Wednesday, October 14, 2009

A Critical Milestone

And so, the Senate Finance committee passed their version of national health care legislation, setting the stage for broad negotiations between the House and Senate versions of the bill. President Obama commented immediately after the bill was passed out of committee:
Today we reached a critical milestone in our effort to reform our health care system. After many months of thoughtful deliberation, the fifth and final committee responsible for health care reform has passed a proposal that has both Democratic and Republican support.

Our health care system is in need of reform, so the President’s enthusiasm is understandable, but like most things, the devil is in the details. As it stands at the moment, the CBO has declared that the so-called Baucus bill will pay for itself over the next 10 years. Part of the reason (something that the CBO readily admits) is that taxes are collected to fund the bill immediately, but the main elements of the bill will not be implemented for three years. That means that 10 years of tax increases will be used to pay for 7 years of healthcare. That’s fine, until you think about the following 10 years and the 10 years that follow those. That’s when enormous deficits begin to accrue, just in time for today’s 10 year olds to be faced with accelerating and onerous payroll and income taxes in order for the government to remain solvent.

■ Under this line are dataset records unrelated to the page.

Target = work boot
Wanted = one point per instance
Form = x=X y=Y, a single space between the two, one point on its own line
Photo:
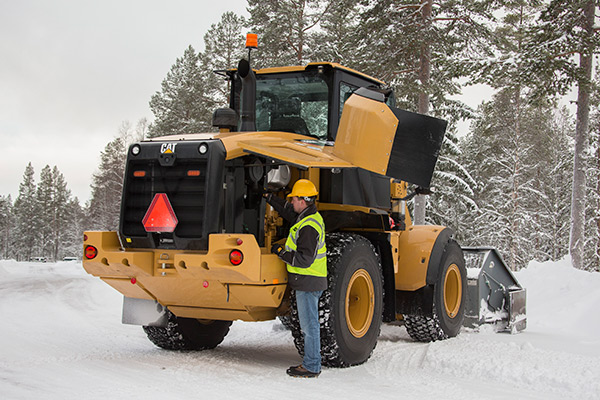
x=301 y=372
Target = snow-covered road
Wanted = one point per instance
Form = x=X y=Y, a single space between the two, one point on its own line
x=61 y=338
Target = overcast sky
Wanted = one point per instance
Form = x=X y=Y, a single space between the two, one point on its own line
x=71 y=71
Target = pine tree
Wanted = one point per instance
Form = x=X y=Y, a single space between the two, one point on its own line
x=567 y=28
x=107 y=185
x=183 y=104
x=223 y=48
x=423 y=50
x=286 y=29
x=72 y=234
x=6 y=221
x=592 y=227
x=520 y=173
x=337 y=40
x=454 y=194
x=60 y=212
x=25 y=239
x=45 y=212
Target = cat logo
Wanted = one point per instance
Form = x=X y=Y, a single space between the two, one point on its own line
x=167 y=148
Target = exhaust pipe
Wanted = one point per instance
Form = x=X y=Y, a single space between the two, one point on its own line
x=248 y=97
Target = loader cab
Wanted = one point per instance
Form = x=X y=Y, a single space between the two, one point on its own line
x=305 y=100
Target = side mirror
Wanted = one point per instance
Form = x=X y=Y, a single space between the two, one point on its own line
x=226 y=119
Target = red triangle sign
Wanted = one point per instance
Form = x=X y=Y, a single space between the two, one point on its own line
x=160 y=216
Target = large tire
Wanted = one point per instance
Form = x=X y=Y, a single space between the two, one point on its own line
x=188 y=333
x=448 y=300
x=350 y=310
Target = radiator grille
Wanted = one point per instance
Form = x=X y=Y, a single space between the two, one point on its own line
x=186 y=193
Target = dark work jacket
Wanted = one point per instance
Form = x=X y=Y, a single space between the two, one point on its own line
x=307 y=242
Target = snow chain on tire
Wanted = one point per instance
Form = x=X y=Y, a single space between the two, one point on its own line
x=442 y=325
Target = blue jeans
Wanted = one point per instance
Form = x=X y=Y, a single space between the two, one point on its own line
x=308 y=313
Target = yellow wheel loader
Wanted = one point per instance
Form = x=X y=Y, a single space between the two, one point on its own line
x=192 y=251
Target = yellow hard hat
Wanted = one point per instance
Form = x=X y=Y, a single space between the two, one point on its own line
x=303 y=188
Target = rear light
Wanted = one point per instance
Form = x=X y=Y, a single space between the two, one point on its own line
x=236 y=257
x=90 y=252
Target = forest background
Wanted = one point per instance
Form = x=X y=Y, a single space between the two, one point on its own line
x=525 y=178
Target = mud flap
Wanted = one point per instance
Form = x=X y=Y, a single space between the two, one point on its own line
x=144 y=312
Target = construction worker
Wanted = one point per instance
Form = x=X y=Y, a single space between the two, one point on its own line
x=305 y=255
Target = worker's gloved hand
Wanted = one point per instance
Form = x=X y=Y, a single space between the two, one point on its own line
x=276 y=249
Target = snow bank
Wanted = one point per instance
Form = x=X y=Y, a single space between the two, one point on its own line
x=561 y=299
x=62 y=339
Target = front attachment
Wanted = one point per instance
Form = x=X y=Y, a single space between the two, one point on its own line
x=493 y=294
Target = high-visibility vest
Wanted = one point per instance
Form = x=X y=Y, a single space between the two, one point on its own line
x=319 y=266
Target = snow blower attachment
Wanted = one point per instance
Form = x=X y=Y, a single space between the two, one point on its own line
x=493 y=294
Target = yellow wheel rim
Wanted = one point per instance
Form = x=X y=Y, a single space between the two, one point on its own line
x=452 y=290
x=360 y=303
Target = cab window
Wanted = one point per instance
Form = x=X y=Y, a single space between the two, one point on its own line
x=297 y=104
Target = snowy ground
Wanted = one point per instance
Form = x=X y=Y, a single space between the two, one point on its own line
x=61 y=338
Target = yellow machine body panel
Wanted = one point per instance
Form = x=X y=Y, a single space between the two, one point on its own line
x=366 y=134
x=195 y=284
x=414 y=249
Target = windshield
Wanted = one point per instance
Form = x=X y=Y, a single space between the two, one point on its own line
x=292 y=104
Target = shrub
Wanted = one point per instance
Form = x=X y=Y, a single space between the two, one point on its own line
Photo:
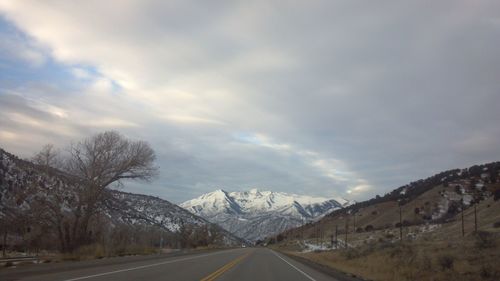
x=446 y=261
x=496 y=194
x=486 y=271
x=485 y=240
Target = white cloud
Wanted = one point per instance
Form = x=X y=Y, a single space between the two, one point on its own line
x=339 y=92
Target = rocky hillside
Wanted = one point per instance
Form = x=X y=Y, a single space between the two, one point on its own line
x=33 y=199
x=420 y=207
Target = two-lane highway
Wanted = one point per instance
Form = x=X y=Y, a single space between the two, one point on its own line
x=236 y=264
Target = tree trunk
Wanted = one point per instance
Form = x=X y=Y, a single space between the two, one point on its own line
x=4 y=250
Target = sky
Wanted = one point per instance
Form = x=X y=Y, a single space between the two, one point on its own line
x=326 y=98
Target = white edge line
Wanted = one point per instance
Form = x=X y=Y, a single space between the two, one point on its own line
x=140 y=267
x=305 y=274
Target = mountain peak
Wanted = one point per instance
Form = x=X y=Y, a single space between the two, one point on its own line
x=255 y=214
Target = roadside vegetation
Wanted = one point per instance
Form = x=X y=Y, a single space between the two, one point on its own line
x=444 y=228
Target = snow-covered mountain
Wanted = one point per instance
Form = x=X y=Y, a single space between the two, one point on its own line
x=28 y=191
x=257 y=214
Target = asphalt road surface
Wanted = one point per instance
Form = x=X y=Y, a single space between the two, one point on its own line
x=237 y=264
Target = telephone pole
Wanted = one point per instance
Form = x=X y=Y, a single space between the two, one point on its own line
x=346 y=228
x=400 y=223
x=462 y=211
x=475 y=217
x=336 y=237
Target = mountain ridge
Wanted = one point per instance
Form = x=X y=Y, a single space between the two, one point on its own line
x=255 y=214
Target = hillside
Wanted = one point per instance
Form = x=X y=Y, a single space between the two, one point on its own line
x=37 y=205
x=427 y=214
x=256 y=214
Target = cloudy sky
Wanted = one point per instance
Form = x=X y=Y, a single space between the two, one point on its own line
x=329 y=98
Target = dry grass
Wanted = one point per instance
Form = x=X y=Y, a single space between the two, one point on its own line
x=97 y=251
x=466 y=259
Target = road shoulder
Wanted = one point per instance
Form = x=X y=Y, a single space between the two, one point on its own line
x=341 y=276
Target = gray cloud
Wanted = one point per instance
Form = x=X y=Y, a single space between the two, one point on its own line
x=325 y=98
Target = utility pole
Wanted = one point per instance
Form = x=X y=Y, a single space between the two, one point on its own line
x=336 y=237
x=400 y=223
x=354 y=223
x=475 y=217
x=317 y=234
x=462 y=211
x=161 y=243
x=346 y=229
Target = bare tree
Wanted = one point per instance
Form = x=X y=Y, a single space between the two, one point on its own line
x=47 y=157
x=98 y=162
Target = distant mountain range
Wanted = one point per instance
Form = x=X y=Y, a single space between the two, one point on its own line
x=23 y=185
x=257 y=214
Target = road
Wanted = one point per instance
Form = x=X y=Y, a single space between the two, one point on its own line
x=236 y=264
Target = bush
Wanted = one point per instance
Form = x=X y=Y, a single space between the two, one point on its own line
x=446 y=261
x=486 y=271
x=496 y=194
x=485 y=240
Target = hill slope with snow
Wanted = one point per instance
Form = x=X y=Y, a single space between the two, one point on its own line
x=257 y=214
x=33 y=192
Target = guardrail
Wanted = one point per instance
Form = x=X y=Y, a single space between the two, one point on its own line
x=18 y=259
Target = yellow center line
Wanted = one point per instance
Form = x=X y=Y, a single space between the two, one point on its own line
x=225 y=268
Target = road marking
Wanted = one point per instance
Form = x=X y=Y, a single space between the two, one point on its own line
x=305 y=274
x=142 y=266
x=225 y=268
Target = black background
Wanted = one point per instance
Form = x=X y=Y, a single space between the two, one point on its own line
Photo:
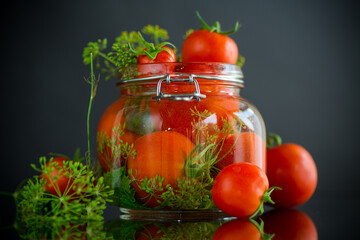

But it’s actually worse than that. The viability of the first 7 years is predicated on the addition to the medical insurance rolls of many young healthy Americans who currently see no need for insurance. Dick Morris comments:
Will a young, healthy, childless individual or couple buy health insurance costing 7.5 percent of their income, as required by Obama's health legislation? Not until they get sick. Then they can always buy the insurance [because the legislation mandates that pre-existing conditions do matter, and the Obama bill requires the insurance companies to give it to them. And if the premiums come to more than 7.5 percent of their income because they are now sick, no problem. Obama will subsidize it.

Instead, young, healthy, childless people will likely opt to pay the $1,000 fine (aka slap on the wrist) mandated in the bill. After all, even if they make as little as $50,000 a year, the fine is a lot cheaper than 7.5 percent of their Bottom of Form
So ... these young households will not contribute to the coffers of any health insurance company until they are sick and need the coverage. By then, their costs will come to vastly more than their premiums.

Who will subsidize the difference? We will.

And there’s the rub. For all of his rhetoric about no new taxes on the middle class, Obama’s health care reform will create an enormous tax burden or alternatively, an enormous deficit. It’s all very nice to want every person to have health insurance. It also fiscally and morally responsible not to saddle future generations with enormous new government entitlements. Somehow, the Obama administration seems obsessively focused on the first objective and blissfully unconcerned about the second.